Math teacher James Judge called Badr “an eager learner” who was a polite and respected young man with a great sense of humor.
The teachers said Badr started his education at School 45 then went to a charter school for a few years before
coming back to School 45 earlier this school year.
In addition to family and friends, those gathered at the Lackawanna mosque for the funeral included Buffalo Mayor Byron W. Brown, Common Council President Darius G. Pridgen, Murray Holman of the Stop the Violence Coalition and Buffalo Police Capt. Steven Nichols.
Bullets started flying just after 8:30 p.m. Saturday in the parking lot of the Towne Gardens shopping plaza at William Street and Jefferson Avenue. The bullet that stuck Badr flew about 100 yards from across William into Badr’s family’s apartment, located on the second-floor of a two-story building on the corner of William and Mortimer streets.
A 22-year-old man, whose name has not been released, also was wounded in the shooting.
Dozens of shell casings were found in the parking lot where the shooting occurred, according to a police source.
Brown was in that lot Monday, challenging residents to share whatever they might know about shooting.
“We are hoping that this walk – as we appeal to people in the Towne Gardens area in the City of Buffalo for any information that will lead to an arrest and an indictment – will be successful today,” said Brown.
“We know that there are people that saw what happened.

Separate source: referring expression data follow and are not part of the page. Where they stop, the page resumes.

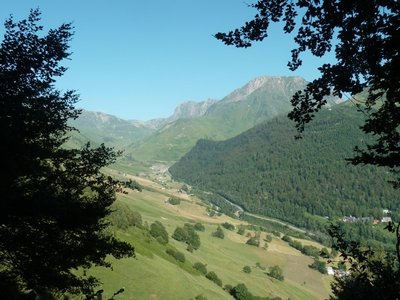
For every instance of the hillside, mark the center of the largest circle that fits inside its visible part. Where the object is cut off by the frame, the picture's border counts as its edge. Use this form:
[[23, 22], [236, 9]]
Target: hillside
[[98, 128], [259, 100], [267, 171], [153, 274]]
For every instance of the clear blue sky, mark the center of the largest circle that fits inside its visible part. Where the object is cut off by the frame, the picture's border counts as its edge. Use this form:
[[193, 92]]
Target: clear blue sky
[[140, 59]]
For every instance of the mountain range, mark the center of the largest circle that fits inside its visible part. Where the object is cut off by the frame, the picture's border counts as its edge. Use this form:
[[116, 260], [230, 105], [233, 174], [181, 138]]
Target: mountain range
[[169, 138], [267, 171]]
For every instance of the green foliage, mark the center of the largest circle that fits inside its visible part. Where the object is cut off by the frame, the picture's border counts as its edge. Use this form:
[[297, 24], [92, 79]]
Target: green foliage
[[241, 292], [276, 272], [230, 117], [174, 201], [268, 238], [219, 233], [188, 235], [54, 200], [180, 234], [123, 217], [179, 256], [253, 241], [158, 231], [185, 188], [214, 278], [132, 184], [202, 268], [310, 251], [241, 229], [318, 265], [266, 172], [374, 273], [324, 253], [365, 31], [199, 227], [200, 297], [228, 226], [247, 269], [260, 266]]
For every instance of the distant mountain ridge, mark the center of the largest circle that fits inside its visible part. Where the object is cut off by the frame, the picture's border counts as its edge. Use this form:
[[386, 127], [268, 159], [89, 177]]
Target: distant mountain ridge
[[167, 139], [259, 100], [266, 171]]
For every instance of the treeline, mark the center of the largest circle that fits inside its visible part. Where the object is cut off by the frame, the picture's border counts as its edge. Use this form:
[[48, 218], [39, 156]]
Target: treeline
[[266, 171]]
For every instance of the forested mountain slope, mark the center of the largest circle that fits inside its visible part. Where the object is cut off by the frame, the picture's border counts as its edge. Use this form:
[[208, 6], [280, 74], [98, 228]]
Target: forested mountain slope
[[98, 128], [261, 99], [267, 171]]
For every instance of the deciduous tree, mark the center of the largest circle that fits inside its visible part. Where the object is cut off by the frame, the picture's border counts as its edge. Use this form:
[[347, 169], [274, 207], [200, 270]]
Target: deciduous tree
[[53, 200]]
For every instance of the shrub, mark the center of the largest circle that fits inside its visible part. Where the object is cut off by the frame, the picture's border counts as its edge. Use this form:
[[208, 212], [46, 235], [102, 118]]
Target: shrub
[[180, 234], [188, 235], [260, 266], [310, 251], [276, 272], [179, 256], [241, 230], [276, 233], [202, 268], [268, 238], [157, 229], [247, 269], [174, 201], [318, 265], [219, 233], [287, 238], [214, 277], [324, 253], [228, 226], [296, 244], [228, 288], [253, 241], [240, 292], [199, 227], [132, 184], [123, 217]]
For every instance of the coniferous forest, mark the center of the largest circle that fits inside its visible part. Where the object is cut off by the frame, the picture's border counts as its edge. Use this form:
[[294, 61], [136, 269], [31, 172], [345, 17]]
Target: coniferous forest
[[267, 171]]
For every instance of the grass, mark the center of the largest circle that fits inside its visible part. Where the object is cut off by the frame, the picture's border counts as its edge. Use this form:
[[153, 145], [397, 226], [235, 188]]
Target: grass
[[156, 275]]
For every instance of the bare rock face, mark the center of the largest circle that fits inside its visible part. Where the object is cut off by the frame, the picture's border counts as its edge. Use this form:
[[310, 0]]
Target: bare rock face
[[191, 109]]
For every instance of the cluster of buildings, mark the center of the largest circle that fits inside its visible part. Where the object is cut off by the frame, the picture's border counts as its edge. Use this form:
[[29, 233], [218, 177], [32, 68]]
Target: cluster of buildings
[[336, 272], [386, 218]]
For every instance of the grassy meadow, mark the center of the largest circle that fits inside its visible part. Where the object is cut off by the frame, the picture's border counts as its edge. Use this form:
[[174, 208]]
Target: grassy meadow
[[153, 274]]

We know that there are people who know the individual or individuals that fired the guns the other night that led to the killing of this precious 12-year-old boy,” Brown added.
The mayor and Pridgen were joined by Erie County Legislator Barbara Miller-Williams, Police Commissioner Byron Lockwood, other police officials and members of community peace groups, such as Buffalo Peacemakers, and clergy.

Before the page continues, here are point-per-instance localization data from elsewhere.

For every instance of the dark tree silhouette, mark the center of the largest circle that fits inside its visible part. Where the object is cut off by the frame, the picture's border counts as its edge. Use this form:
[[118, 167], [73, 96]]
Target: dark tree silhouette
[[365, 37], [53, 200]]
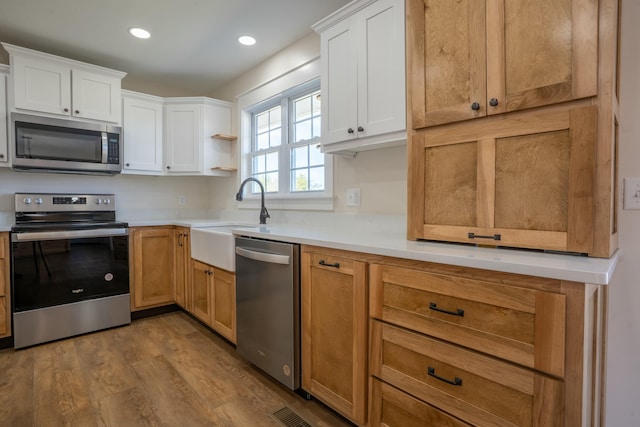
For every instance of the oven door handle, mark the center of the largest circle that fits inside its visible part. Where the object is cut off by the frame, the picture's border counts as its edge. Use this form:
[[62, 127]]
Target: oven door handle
[[33, 236]]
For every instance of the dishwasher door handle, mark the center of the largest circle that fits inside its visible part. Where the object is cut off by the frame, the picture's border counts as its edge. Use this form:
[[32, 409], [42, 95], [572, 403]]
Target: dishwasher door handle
[[263, 256]]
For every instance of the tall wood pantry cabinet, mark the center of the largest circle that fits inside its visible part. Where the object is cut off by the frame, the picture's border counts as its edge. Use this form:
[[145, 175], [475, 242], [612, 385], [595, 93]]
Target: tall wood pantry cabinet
[[513, 123]]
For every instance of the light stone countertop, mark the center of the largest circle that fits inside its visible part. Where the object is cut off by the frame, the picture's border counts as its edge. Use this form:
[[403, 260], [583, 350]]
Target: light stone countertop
[[597, 271]]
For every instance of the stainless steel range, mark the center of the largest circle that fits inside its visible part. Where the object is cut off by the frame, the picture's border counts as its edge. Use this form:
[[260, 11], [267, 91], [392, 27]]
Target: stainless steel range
[[69, 266]]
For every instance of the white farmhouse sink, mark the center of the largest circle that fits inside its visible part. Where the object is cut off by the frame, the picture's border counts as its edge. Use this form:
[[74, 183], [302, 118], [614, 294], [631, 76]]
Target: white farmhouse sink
[[215, 245]]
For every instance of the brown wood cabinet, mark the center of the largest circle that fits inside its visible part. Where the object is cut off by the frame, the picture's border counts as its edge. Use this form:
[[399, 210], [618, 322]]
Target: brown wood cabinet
[[474, 58], [182, 265], [5, 286], [537, 169], [334, 330], [214, 298], [153, 274], [523, 180], [482, 347]]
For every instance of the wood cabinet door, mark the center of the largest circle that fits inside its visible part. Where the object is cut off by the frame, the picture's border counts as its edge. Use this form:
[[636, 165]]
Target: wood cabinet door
[[523, 181], [41, 85], [182, 266], [446, 61], [153, 272], [223, 304], [334, 332], [142, 133], [540, 53], [96, 96], [201, 291]]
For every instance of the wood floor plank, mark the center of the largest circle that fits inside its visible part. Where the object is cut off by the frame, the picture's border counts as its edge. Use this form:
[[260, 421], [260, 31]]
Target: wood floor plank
[[167, 370]]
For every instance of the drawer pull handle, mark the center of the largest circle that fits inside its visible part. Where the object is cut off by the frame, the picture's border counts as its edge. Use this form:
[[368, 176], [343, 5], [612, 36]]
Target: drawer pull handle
[[478, 236], [323, 262], [458, 312], [456, 381]]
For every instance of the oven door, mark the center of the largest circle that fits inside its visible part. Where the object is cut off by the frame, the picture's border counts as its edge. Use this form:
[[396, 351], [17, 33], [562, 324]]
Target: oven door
[[52, 268]]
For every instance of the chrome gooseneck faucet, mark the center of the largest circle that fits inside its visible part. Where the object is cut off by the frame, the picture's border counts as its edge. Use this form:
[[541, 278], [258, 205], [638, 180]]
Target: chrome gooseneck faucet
[[264, 214]]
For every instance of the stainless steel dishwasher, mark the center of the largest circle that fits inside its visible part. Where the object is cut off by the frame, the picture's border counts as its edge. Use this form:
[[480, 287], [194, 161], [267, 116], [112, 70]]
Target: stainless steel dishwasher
[[268, 307]]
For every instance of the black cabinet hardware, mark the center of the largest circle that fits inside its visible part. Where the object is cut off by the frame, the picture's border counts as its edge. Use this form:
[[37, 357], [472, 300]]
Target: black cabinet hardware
[[335, 265], [478, 236], [432, 373], [459, 312]]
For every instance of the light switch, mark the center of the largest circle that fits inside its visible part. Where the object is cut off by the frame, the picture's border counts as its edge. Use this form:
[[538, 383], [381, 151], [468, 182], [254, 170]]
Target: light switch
[[631, 193]]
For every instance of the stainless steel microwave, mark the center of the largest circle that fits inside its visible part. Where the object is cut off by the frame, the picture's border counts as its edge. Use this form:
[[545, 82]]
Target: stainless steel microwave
[[58, 145]]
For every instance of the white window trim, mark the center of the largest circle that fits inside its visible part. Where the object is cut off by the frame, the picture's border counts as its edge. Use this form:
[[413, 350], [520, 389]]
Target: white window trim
[[302, 74]]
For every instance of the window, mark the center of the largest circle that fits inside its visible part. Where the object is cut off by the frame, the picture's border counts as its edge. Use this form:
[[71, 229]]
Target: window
[[284, 152]]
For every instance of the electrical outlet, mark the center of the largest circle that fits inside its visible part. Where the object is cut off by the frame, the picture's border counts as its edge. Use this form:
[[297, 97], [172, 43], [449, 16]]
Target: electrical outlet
[[631, 193], [353, 197]]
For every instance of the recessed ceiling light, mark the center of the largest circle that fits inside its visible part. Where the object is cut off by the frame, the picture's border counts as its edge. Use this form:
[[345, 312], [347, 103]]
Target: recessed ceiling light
[[139, 33], [247, 40]]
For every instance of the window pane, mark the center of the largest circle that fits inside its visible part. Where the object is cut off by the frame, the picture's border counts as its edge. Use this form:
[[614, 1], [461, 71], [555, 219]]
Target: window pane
[[275, 120], [259, 163], [316, 157], [263, 141], [316, 179], [302, 108], [300, 180], [299, 157], [262, 122], [317, 123], [272, 161], [276, 137], [302, 131], [272, 182]]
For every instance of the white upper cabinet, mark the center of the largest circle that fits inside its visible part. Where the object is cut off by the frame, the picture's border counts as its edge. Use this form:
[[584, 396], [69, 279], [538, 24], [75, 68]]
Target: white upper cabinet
[[363, 76], [4, 118], [142, 133], [189, 125], [51, 85]]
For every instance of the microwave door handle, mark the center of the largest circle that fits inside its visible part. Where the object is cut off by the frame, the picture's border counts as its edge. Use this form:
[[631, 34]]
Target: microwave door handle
[[105, 147], [262, 256]]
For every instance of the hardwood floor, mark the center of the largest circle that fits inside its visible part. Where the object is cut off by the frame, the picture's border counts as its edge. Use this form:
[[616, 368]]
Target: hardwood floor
[[166, 370]]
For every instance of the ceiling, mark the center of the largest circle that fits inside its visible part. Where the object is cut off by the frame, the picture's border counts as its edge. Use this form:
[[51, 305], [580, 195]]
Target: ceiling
[[193, 45]]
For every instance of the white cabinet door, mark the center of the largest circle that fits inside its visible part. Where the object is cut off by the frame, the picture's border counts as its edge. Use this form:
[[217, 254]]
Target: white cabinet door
[[142, 135], [95, 96], [4, 118], [41, 85], [363, 76], [381, 78], [183, 138], [339, 82]]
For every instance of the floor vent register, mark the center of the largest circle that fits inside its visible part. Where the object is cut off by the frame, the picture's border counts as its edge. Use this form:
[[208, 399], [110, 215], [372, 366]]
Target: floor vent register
[[288, 418]]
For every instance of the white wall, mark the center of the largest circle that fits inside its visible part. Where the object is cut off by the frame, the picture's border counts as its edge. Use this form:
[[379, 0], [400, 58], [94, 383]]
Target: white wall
[[623, 364]]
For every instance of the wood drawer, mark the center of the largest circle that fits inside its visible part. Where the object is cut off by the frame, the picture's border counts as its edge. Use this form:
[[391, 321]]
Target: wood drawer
[[522, 325], [391, 407], [476, 388]]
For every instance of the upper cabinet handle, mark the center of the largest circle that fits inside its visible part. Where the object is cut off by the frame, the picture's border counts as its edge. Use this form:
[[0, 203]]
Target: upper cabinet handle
[[335, 265]]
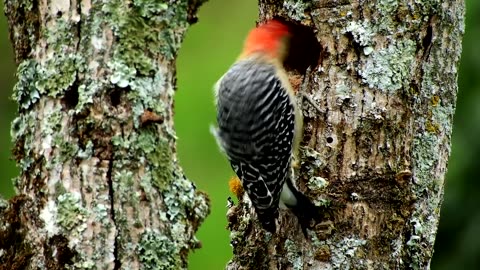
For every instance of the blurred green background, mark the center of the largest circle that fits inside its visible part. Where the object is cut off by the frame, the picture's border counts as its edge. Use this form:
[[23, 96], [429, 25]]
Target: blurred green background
[[209, 48]]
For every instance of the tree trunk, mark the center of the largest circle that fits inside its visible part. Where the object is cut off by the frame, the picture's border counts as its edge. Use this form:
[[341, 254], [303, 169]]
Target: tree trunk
[[100, 186], [376, 153]]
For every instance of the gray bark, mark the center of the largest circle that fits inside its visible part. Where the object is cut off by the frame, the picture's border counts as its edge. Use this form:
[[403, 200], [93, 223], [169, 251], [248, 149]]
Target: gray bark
[[376, 155], [100, 186]]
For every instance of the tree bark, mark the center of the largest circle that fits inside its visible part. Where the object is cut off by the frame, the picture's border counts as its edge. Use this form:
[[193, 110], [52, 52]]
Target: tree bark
[[376, 154], [100, 186]]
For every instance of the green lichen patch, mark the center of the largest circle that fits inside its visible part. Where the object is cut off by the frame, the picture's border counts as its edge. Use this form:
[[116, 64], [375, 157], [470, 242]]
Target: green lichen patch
[[297, 10], [293, 257], [157, 251], [389, 69], [71, 212]]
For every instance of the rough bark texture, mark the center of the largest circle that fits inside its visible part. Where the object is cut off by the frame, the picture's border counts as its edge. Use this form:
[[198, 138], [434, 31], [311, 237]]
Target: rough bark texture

Those taking part in the canvassing left flyers with contact information at those homes and apartments where no one was home to answer the door Monday. Officials highlighted a $12,500 reward for information leading to an arrest or an indictment.
Police have not said whether they believe the shooting may have been gang-related. The shopping plaza where gunfire erupted is next door to the Towne Gardens housing complex, which federal prosecutors have said the CBL/BFL street gang used for its base of operations. Authorities are offering a reward of up to $12,500 for information leading to the arrest of Badr’s killer. Police ask anyone with information to text or call the Buffalo Police Department’s confidential tip line at 847-2255.
Tips may also be sent to Crime Stoppers Buffalo by calling 867-6161 or submitting a tip through Crime Stoppers’ “Buffalo Tips” app.
The Rev. James Giles of Back to Basics Outreach Ministry acknowledged that Monday’s efforts were not intended to get at the root issue of violent crime in the community, but to find out who killed Badr.
“We just don’t want bloodshed in the streets, or war in the streets, because you’re not going to handle violence with violence,” he said.